2 Céline Sciamma for Portrait of a Lady on Fire (2019)
This was the aforementioned movie also on the list of modern marvels. Sciamma takes a contemporary subgenre that has already shown symptoms of repetitiveness — the historical, gay romance — and breathes so much soft life into it that it actually ignites. Portrait of a Lady on Fire centers 18th century French folks making art and being gay, the PB&J of modern times, and sculpts a world so distinctly feminine and secluded that the two hours you spend there are more of a furlough than an exploration. The masterwork, like You Were Never Really Here, won for its screenplay at Cannes and was up for the Palme d’Or—thus beginning its regular treat of losing to Parasite. France chose Les Misérables over it for their International Feature contender, which was understandable given Misérables won the Jury Prize at Cannes, an arbitrary step over Portrait’s Queer Palm. Ultimately, Portrait’s folly was that it was one of the greatest films in modern history pitted against its beloved twin brother, but for it to be disregarded in the Directing category is one of the repeated signals that the Oscars truly don’t know what they’re doing.

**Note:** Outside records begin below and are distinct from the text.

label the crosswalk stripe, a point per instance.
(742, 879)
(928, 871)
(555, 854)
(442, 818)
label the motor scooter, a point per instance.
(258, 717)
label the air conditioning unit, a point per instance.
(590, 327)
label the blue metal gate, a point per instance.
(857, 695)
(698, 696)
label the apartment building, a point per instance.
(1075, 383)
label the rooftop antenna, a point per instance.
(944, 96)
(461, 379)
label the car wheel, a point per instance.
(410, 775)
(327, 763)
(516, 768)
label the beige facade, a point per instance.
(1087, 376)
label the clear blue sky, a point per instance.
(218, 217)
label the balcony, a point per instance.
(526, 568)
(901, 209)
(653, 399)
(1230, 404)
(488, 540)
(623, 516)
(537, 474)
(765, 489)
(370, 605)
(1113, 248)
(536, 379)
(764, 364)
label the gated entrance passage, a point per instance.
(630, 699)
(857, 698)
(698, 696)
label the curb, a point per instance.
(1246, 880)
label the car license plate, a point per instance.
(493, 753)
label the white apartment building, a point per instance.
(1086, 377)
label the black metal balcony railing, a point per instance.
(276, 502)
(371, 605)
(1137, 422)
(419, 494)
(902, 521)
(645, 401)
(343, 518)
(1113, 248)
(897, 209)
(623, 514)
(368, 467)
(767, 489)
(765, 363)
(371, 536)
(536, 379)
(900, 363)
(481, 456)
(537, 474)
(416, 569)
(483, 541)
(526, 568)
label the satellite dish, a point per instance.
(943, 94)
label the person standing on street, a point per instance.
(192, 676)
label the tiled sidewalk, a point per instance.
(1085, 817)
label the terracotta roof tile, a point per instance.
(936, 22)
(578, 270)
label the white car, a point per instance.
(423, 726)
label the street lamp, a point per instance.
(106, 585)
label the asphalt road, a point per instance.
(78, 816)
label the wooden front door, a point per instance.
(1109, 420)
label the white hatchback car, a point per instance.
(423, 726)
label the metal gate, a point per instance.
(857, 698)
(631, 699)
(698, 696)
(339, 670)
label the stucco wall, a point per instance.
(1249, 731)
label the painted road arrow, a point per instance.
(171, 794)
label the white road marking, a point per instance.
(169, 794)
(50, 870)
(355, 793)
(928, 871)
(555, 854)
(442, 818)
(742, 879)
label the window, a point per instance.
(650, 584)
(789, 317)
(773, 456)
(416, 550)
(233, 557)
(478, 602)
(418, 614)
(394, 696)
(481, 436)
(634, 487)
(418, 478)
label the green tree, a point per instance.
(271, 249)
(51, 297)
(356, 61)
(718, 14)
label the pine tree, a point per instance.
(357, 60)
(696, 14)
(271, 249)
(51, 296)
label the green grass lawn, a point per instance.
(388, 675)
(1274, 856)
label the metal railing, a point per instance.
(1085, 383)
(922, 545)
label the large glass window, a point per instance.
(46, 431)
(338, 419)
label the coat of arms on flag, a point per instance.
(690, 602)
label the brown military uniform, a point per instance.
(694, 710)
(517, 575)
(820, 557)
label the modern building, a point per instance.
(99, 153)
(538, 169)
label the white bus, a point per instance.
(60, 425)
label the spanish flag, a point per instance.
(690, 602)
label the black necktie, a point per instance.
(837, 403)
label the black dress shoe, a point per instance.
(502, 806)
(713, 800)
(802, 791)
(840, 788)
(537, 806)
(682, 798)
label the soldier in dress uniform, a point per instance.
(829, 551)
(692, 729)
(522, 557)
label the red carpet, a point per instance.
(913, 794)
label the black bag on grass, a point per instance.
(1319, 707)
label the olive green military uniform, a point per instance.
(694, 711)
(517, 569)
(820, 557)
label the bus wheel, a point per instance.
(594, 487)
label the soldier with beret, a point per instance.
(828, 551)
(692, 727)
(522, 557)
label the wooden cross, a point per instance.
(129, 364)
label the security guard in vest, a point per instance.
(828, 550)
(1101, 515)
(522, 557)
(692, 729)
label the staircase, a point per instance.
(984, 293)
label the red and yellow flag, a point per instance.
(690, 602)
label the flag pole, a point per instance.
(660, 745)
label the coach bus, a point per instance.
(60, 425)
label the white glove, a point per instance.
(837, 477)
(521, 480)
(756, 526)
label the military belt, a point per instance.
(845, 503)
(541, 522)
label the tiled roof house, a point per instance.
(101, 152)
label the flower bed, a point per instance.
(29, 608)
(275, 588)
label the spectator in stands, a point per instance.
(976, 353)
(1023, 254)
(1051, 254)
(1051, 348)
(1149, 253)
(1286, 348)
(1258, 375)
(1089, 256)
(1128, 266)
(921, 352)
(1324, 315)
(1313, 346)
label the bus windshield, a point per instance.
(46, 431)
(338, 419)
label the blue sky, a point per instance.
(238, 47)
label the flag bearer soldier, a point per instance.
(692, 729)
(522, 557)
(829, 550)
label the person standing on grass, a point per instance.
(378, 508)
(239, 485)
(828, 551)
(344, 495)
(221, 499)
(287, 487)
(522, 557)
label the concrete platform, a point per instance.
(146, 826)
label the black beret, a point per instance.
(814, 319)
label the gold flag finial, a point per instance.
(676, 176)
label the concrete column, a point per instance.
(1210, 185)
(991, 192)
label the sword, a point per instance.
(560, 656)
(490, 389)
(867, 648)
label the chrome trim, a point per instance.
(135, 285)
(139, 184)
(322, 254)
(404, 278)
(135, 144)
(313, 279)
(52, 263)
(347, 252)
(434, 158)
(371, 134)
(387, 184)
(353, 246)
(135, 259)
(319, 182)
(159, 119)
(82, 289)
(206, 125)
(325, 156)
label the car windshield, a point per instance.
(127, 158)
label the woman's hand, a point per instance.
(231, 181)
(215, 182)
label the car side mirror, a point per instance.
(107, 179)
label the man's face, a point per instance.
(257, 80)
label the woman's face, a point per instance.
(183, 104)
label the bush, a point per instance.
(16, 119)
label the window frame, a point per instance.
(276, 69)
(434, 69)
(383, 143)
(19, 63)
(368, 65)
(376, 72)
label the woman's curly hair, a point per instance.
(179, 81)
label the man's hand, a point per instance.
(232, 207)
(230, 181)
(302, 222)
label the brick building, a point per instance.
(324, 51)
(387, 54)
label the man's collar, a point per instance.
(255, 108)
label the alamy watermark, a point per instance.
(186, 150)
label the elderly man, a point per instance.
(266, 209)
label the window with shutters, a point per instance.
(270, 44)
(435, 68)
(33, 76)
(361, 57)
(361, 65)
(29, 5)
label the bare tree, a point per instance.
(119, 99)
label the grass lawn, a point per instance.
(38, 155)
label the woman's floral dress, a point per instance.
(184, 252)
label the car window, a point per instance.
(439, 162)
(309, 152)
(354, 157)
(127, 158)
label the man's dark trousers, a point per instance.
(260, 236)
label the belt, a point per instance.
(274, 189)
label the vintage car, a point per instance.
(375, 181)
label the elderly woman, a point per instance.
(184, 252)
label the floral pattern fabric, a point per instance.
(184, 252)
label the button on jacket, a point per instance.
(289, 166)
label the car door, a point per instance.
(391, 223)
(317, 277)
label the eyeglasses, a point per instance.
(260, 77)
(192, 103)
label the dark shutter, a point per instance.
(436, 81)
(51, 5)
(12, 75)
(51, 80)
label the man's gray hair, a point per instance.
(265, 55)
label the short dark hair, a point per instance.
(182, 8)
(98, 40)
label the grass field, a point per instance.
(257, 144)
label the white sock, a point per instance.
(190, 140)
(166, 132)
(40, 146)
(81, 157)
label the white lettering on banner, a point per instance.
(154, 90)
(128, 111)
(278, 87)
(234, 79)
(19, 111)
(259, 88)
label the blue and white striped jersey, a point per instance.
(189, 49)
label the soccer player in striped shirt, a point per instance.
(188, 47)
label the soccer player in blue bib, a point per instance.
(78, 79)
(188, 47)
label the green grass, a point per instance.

1 Janicza Bravo for Zola (2021)
This final choice is a resigned premonition that the Oscars will soon not nominate one of the most outstanding directed movies of the year. As maybe the first film adapted from a Twitter thread, Zola follows a Detroit dancer taking a trip to Florida for a chance at a miniature fortune—as disputed truth becomes more thrilling than perfected fiction. But what now seems to get disregarded as a novelty gag, making a movie from Twitter, undermines that Janicza Bravo’s direction here is some of the most daring in recent history, is absolutely brilliant and innovative in its integration of social media sights and sounds (something a prior half-generation of filmmaking whiffed at recreating time and again due to social media being their learned language and Bravo having fluency), and is didactic in its goals and executions: it’s about laughing at ridiculous and human behaviors in their Chekhovian self-centeredness, it’s about the unflinching validation of sex work as a responsible and lucrative profession especially when performed by responsible and lucrative professionals, and it’s about the appropriation of Black culture stemming from an incorrect assumption that financial insecurity means filthy means disenfrachisement. Zola’s magic is in how it takes a real story from the gutters of working people’s own creative realm and promotes it into a cinematic fairytale while maintaining that the excellence of the story is not marred by its genesis but founded by it—and like most great movies, will live much longer than handheld totems will.